No obstante, esa venganza está pintada de negro en vez de rojo sangrío. Las pautas internacionales dictadas en las diferentes resoluciones han sido violadas una por una cuando de un país islámico se trata. Las voces de los muchos han sido calladas por las manos de los pocos. Y eso es lo que en este siglo ha sido la respuesta: una izquierda muy unida entre Oriente y Occidente cubierta de un camuflaje muy particular que no es verde ni crema. Una cubierta capaz de hacer valer que son ellos los que tienen el poder y que pueden estrellar cualquier economía del mundo, según lo deseen.

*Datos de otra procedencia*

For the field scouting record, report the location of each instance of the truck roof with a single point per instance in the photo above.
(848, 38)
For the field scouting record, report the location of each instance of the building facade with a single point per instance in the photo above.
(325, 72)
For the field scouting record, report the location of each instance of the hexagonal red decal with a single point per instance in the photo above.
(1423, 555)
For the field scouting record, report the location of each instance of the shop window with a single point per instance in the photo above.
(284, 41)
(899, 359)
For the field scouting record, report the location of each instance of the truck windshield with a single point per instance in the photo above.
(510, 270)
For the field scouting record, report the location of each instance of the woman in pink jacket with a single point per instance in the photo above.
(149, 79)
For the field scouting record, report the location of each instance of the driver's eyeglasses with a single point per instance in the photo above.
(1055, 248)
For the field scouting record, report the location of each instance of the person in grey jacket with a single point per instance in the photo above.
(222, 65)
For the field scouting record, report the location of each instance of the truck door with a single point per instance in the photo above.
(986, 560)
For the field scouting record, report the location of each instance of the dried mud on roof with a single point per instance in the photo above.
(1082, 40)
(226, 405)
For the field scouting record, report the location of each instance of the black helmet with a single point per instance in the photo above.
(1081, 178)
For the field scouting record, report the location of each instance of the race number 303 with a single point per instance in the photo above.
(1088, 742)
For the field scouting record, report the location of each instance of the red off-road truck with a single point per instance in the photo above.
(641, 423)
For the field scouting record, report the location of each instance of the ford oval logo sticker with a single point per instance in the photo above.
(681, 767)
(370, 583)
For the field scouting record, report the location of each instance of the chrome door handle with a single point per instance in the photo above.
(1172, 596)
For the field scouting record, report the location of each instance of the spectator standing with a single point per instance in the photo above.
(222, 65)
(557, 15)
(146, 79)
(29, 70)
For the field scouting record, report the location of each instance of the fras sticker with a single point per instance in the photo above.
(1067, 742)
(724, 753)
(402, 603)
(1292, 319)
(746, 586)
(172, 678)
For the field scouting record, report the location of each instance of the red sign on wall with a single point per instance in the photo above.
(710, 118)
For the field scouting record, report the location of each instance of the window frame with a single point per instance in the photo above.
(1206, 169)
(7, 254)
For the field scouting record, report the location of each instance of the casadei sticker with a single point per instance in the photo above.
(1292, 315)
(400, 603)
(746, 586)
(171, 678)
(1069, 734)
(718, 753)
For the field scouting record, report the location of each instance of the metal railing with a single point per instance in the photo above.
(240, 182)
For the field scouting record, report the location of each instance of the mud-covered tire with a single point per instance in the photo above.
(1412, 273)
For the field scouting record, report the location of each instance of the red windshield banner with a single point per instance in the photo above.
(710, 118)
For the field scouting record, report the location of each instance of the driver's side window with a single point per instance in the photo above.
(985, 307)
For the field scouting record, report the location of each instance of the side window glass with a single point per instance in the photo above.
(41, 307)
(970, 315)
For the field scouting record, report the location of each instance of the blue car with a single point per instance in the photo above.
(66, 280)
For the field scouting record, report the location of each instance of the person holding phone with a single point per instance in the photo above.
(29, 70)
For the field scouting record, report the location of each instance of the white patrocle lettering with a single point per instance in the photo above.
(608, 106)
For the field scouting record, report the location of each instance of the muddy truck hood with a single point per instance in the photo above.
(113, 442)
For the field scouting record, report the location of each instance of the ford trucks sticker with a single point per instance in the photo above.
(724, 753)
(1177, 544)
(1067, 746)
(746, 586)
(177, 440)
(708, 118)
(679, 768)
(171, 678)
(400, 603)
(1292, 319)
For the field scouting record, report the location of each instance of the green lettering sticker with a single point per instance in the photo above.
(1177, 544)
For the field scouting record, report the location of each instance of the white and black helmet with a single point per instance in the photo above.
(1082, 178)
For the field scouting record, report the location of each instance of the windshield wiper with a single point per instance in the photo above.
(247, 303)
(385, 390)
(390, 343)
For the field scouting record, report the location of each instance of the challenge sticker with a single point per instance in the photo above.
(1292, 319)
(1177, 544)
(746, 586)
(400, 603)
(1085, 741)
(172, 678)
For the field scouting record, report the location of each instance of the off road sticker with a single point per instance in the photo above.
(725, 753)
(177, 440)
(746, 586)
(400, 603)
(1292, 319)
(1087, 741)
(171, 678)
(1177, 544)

El Jihad negro ha comenzado. Las posturas de Irán, Líbano, Siria, Palestina y algunos países musulmanes están en la defensiva. Las posturas de Egipto, Jordania, Arabia Saudita y Turquía están al borde de una reconciliación nacionalista con las proclamaciones de Teheran. Las posturas de Irak y Afghanistan están demasiado cargadas y a punto de estallar. Mientras esto ocurre, la válvula de líquido negro se sigue cerrando, aún en países que no son islámicos y que están uniéndose al grito de no más imposición. Esta proclamación de Persia es simplemente el despertar del Imperio que siglos atrás dominaba las arenas y que ahora vienen a reclamar lo que por derecho propio les corresponde: Su perla negra, el Petróleo; su gran Babilonia, Bagdad: su Canaán, Palestina y su ciudad sagrada, Jerusalem.